• Happy birthday Tedd Arnold (Hi! Fly Guy), Mary Anderson (The Rise and Fall of a Teenage Wacko).
  • It’s the birth date of Joy Adamson (1910–1980), Born Free, and Helen Hoover (1910–1984) A Place in the Woods.
  • In 1885, L.A. Thompson patents the roller coaster. Read Roller Coaster by Marla Frazee.
  • The first official basketball game is played in 1892 at the YMCA in Springfield, Massachusetts. Read Basketball (Or Something Like It) by Nora Raleigh Baskin.
  • It’s Inauguration Day. On this day in 2009, Barack Obama was inaugurated as the 44th President of the United States. Read Barack Obama: Son of Promise, Child of Hope by Nikki Grimes, illustrated by Bryan Collier.

Today marks Penguin Awareness Day.  Who doesn’t love penguins? They look so wonderful in their tuxedos, so well turned out and charming. But, then, I must admit that I have never lived with any. If I did, possibly I’d feel differently—I’d be more circumspect about them, like the family in our book of the day, 365 Penguins by Jean-Luc Fromental and Joëlle Jolivet.

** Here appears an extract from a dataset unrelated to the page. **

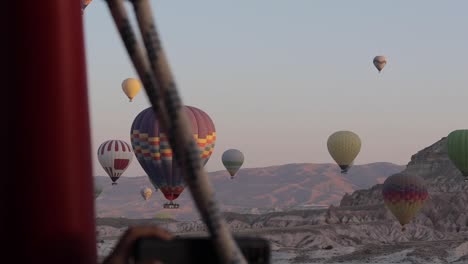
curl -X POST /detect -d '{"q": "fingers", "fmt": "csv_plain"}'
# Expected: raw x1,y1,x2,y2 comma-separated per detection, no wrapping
102,225,173,264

In this oversize book—with a 1950s retro style and a palette of black, orange, and blue—a young boy narrates a strange saga. On New Year’s Day the doorbell rings, “Ding dong!” and a package arrives. It contains a penguin, with the note: “I’m number 1. Feed me when I’m hungry.” The young narrator’s father, mother, and sister, Amy, try to determine who sent the package, and then the next day, “Ding dong!” another penguin arrives. A resilient group, the family sets out to master the situation—naming the penguins and feeding them. By the end of January, 31 penguins live in their home. Rather well behaved, the birds watch television as an orderly group—except for a couple who help themselves to food. By the end of February (31 + 28 penguins), the family needs to figure out how to organize them. So father and Amy start stacking penguins. By the time they have three-digit penguins, they admit the problems have escalated—cost of feeding per day, cleaning the penguins, and housing them. To solve the issue of living space, the family builds file cabinets and keeps their charges in order by number. When a blue-footed penguin, Chilly, appears, the drawings provide young readers with all kinds of opportunities to locate him in masses of penguins. Although the whole idea, of course, is preposterous, the family never flinches. They just keep doing the math, making decisions, and trying to keep massive numbers of penguins in order, as “Ding, dong!” each day the doorbell rings.

Finally, the mystery of the penguins is solved; Uncle Victor, the ecologist, arrives. He’s sent them from the South Pole, where their habitat is being threatened, and he will now take them all to the North Pole to start a colony (the science in the book is not quite as good as the math). So he leaves Chilly, and a relieved family. That is until the next day, “Ding dong!” when polar bear number one arrives.

For group or family participation, 365 Penguins offers all kinds of opportunities. The bold drawings can be seen across a room. Outside of Jon Scieszka’s Math Curse, books that teach math have rarely been so much fun. Needless to say, the frequent “Ding dong!” lends itself to responsive reading. Winner of a Boston Globe–Horn Book Honor Award, 365 Penguins definitely strikes the funny bone of children and adults alike.

On Penguin Awareness Day, I am relieved that I don’t have to organize 14 penguins, much less 365. In comparison, taking care of the Children’s Book-A-Day Almanac seems like a snap!

Here’s a page from 365 Penguins:


Originally posted January 20, 2011. Updated for .

Tags: Animals, Award Winning, Boston Globe-Horn Book Award, Family, Humor, Penguins
Instructional materials from TeachingBooks.net for 365 Penguins


  1. I love this book and give it often as a gift. It is displayed in my office, and I find it is often the first picked up by both children AND adults!

  2. Anita says:

    Carol: Great to hear from you. The cover draws in both children and adults; the story delights everyone.

  3. Tobin says:

    I can’t resist posting this link about a domesticated penguin — saved from a fisherman’s net — who seems to be doing quite well for himself.


    But then again, he’s only one.


  4. Anita says:

    Tobin: The clip convinces me; I could at least live with one penguin.

  5. leda says:

    I have always wanted a penguin. This book is among my favorites.

  6. Jill Casey says:

    I like the illustrations and the color palette.

  7. Philip Nel says:

    Love this book. And, while we’re on the subject, let’s add to our list of Great Books About Penguins, Antoinette Portis’s A Penguin Story.

  8. Speaking of living with a penguin, I’m quite fond of the new One Cool Friend by Toni Buzzeo and David Small.